Avevo pensato di prendere a volo il cellulare, che doveva stare sul comodino, andare nel bagno e da lì chiamare l’editore e avvertilo che lo avrei richiamato per redarguirlo aspramente, ma per finta, una fiction in sostanza un po’ ridicola, benché necessaria. Mi trovavo in una particolare situazione e chiedevo l’aiuto a un amico. Insomma tutto, se vogliamo, era facile. Invece le cose andarono malissimo.

Il cellulare non lo vidi. «Marinella, hai visto il mio telefonino?».

«Perché, a che ti serve? Non dovevi andare nel bagno?».

«Ma, dove sta?».

«Vai nel bagno! Vai! Non capisco che ci devi fare col telefonino».

«Volevo sentire il dottore, sento delle fitte!».

«Delle fitte? E dove?».

«Qui sul duodeno».

«Ho capito, ora ci parlo io col dottore, tu va nel bagno! A proposito, volevi parlare col dottore o con l’editore e farmi fessa e contenta? Ma sei proprio sicuro che io sia totalmente una scema?»

«Ma che dici, sei impazzita? Ma come fai a pensare certe cose. Vuoi attribuire a me la tua testa malata?».

Invece di rispondere si mise a cantare: «Parole, parole, parole».

Cristo, non potevo sopportare tanta sfrontatezza!

«Marinella, ti ordino di darmi immediatamente il mio cellulare. Basta, facciamola finita!».

«Bello, per me la potevamo far finita anche prima, non c’era bisogno di ricorrere a questi mezzucci da ragazzino deficiente. Le fitte sul duodeno, la telefonatina al dottore. È da ridere. Questo si crede che scendiamo dalla montagna». Aggiunse, guardando il soffitto, come se lassù ci fosse un alleato in ascolto.

«Perché tu da quale nobile casata discendi?».

«La stessa da cui discendi tu che mi hai dipinta. Comunque, ragazzo, sono stanca, stanca di parlare con uno che non ha le palle».

Con queste parole esaustive, mi lasciò per andarsi a collocare in un vecchio album di disegni e bozzetti vari.

Stetti male. Questa volta stetti male per davvero. Naturalmente il desiderio del suo corpo era svanito, mentre mi restava l’amaro dell’assoluta mancanza di rispetto. A che vale essere il creatore? Anche noi mortali facciamo la stessa cosa con Dio, ma noi non siamo sicuri che Dio esista, anche quelli che sono sicuri, non l’hanno mai visto di persona, almeno così mi pare, invece questa disgraziata mi vede, mi sente, sa che sono il suo creatore…. No, è assurdo, è veramente paradossale…. non ci voglio pensare. Basta, basta! Non posso tollerare di essere offeso, insultato da una sottoproletaria qualunque, che nemmeno si lava…. Hanno ragione: una senz’arte né parte.
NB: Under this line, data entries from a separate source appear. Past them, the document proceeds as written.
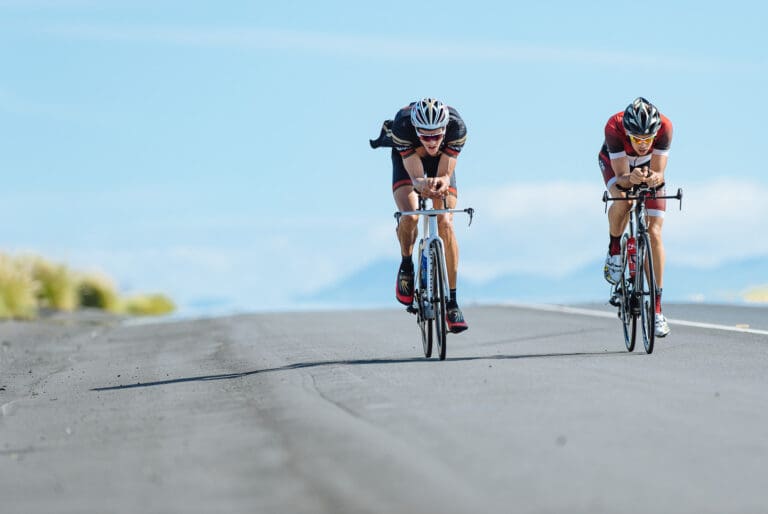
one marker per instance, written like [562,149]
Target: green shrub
[757,294]
[99,291]
[18,289]
[58,285]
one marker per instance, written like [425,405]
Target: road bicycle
[431,279]
[635,293]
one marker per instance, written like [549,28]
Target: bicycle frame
[634,299]
[430,234]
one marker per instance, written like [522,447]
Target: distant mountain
[374,285]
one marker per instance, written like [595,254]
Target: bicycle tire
[438,295]
[425,327]
[628,321]
[648,299]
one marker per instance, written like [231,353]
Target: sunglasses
[430,137]
[641,139]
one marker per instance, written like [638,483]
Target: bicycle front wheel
[438,297]
[647,284]
[425,326]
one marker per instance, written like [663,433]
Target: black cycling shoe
[404,287]
[455,318]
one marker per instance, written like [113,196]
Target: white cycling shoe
[662,327]
[612,269]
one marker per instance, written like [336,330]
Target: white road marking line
[603,314]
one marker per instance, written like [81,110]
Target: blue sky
[219,149]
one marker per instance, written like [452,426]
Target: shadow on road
[354,362]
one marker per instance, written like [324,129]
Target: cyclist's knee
[409,222]
[654,230]
[445,223]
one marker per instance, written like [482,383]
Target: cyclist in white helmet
[426,138]
[635,150]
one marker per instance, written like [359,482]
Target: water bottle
[423,270]
[632,254]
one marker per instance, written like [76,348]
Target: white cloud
[542,227]
[721,220]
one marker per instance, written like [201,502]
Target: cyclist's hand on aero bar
[438,187]
[421,185]
[638,175]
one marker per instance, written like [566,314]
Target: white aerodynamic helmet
[429,114]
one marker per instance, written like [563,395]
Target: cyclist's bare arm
[445,169]
[658,165]
[620,167]
[415,169]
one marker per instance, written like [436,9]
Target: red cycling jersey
[617,145]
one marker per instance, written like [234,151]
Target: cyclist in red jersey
[426,138]
[635,150]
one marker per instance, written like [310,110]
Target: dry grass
[18,288]
[757,294]
[30,283]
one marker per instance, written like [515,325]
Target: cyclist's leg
[407,230]
[447,234]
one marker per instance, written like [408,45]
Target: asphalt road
[534,411]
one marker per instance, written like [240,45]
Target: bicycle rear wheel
[628,320]
[438,296]
[647,285]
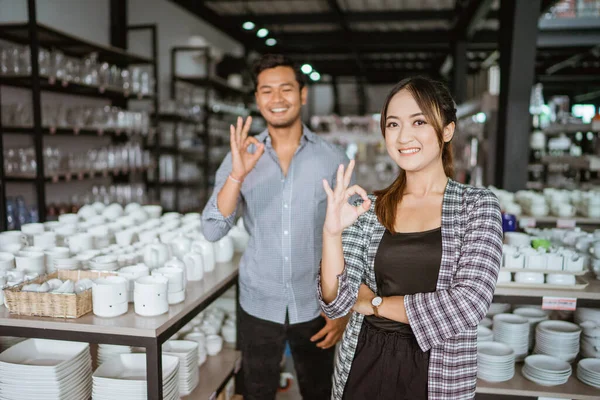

Potrei anche considerare, in linea teorica, che ci possa essere un contrasto ideologico, un tasso di polemica tra un personaggio e il suo autore, ma è impensabile che si possa supinamente accettate l’insolenza portata all’estremo. Marinella è ingrata, volgare, sfacciata, incivile. La pagherà cara! La pagherà cara!

Quella notte, la passai interamente in bianco, senza chiudere occhio. Avevo maturato una decisione terribile e inderogabile: Quella ragazza doveva morire. Sapevo che la morte di un dipinto è indolore per il soggetto del quadro, ma non lo era per me. Però, ormai non potevo tornare sui miei passi. Fu il giorno più brutto della mia vita.